BFMTV

Egypte: quel avenir pour Mohamed Morsi?

Le président égyptien Mohamed Morsi

Le président égyptien Mohamed Morsi - -

Le président égyptien, issu des Frères musulmans est de plus en plus contesté et tente un bras de fer délicat avec l'armée de son pays. Peut-il rester au pouvoir?

En lançant un ultimatum, rejeté par le Mohamed Morsi, les militaires égyptiens reviennent au premier plan et prouvent encore une fois leur influence, tandis que la colère du peuple ne faiblit pas.

"L'armée n'est pas dans le jeu politique, elle se pose en arbitre", analyse le professeur d'histoire comptemporaine du monde arabe Pierre Vermeren sur BFMTV. "C'est un message fort pour dire qu'il est temps de reprendre le processus politique, gelé depuis trop longtemps".

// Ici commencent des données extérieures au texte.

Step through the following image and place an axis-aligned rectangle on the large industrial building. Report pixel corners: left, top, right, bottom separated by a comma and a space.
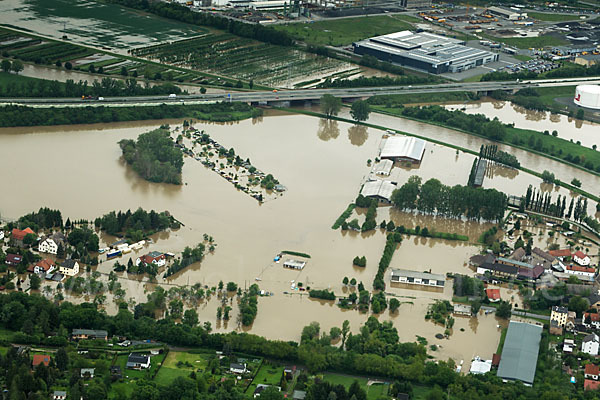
574, 85, 600, 110
353, 31, 499, 74
497, 321, 542, 386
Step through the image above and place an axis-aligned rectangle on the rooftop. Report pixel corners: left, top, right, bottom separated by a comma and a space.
379, 136, 426, 161
498, 321, 542, 384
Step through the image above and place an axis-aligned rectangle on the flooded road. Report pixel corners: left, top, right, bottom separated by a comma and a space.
0, 112, 572, 362
444, 98, 600, 148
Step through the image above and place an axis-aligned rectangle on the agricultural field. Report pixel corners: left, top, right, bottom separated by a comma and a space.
0, 0, 206, 51
132, 33, 354, 86
275, 15, 420, 46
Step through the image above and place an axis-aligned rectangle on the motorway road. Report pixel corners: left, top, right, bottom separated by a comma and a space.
0, 77, 600, 107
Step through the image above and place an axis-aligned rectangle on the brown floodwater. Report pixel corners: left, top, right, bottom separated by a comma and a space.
445, 99, 600, 147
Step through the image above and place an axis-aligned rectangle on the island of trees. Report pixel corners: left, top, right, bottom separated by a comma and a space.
119, 129, 183, 185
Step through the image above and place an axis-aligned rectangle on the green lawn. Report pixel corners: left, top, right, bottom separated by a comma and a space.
275, 15, 420, 46
527, 12, 579, 22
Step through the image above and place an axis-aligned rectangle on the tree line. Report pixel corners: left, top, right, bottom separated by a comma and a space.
0, 102, 261, 127
392, 176, 507, 221
108, 0, 294, 46
119, 129, 183, 185
0, 77, 182, 98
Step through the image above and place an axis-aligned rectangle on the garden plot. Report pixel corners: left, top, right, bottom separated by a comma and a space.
132, 33, 354, 86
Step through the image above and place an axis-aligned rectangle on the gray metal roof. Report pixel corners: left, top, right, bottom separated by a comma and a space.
379, 136, 425, 161
392, 269, 446, 281
498, 321, 542, 384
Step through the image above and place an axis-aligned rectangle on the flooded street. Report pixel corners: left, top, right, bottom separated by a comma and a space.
444, 98, 600, 148
0, 111, 584, 362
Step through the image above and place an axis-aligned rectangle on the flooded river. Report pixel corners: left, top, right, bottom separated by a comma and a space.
0, 112, 576, 368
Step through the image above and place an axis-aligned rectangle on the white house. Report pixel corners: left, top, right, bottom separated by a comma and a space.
581, 333, 600, 356
229, 363, 248, 374
38, 238, 58, 254
58, 259, 79, 276
573, 250, 591, 267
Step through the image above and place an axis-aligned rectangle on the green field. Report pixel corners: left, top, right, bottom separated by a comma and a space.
132, 33, 352, 86
155, 351, 209, 385
527, 12, 579, 22
276, 15, 420, 46
0, 0, 206, 48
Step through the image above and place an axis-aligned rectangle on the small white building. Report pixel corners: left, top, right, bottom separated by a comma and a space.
38, 238, 58, 254
581, 333, 600, 357
573, 250, 592, 267
58, 259, 79, 276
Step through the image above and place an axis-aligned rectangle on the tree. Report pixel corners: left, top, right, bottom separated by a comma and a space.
0, 58, 12, 72
350, 100, 371, 122
11, 60, 24, 75
321, 94, 342, 118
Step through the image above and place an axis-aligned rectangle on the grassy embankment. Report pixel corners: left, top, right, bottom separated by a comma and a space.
276, 15, 420, 46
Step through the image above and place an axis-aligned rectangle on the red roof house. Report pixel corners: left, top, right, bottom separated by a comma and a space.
485, 289, 500, 302
583, 379, 600, 390
548, 249, 571, 257
31, 354, 50, 367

Si la situation perdurait et que l'armée décidait d'intervenir, faute de consensus entre le gouvernement et l'opposition, la Constitution égyptienne prévoit la formation d'un conseil présidentiel composé des chefs de file des principaux courants politiques.

Ce conseil a pour mission de nommer avec l'armée un gouvernement de technocrates de transition jusqu'à l'organisation de nouvelles élections présidentielles et législatives.

Morsi attendu au tournant.

Mohamed Morsi, issu des Frères musulmans et élu il y a moins d'un an, est-il pour autant réellement menacé à son poste? Lundi soir, le président egyptien a affirmé qu'il ne permettrait "aucun retour en arrière quelles que soient les circonstances" et s'est posé en garant de la "réconciliation nationale" et de la "paix sociale".

Mais, même s'il venait à démissionner ou s'il était destitué, cela ne sonnerait pas forcément la fin de sa carrière politique car il pourrait toujours se présenter à sa propre succession. "Les Frères musulmans demeurent un courant politique fort sur la scène égyptienne, prévient le chercheur egyptien Nasri Fek. Leur parti est fortement implanté et ses cadres ne sont pas visés par les critiques".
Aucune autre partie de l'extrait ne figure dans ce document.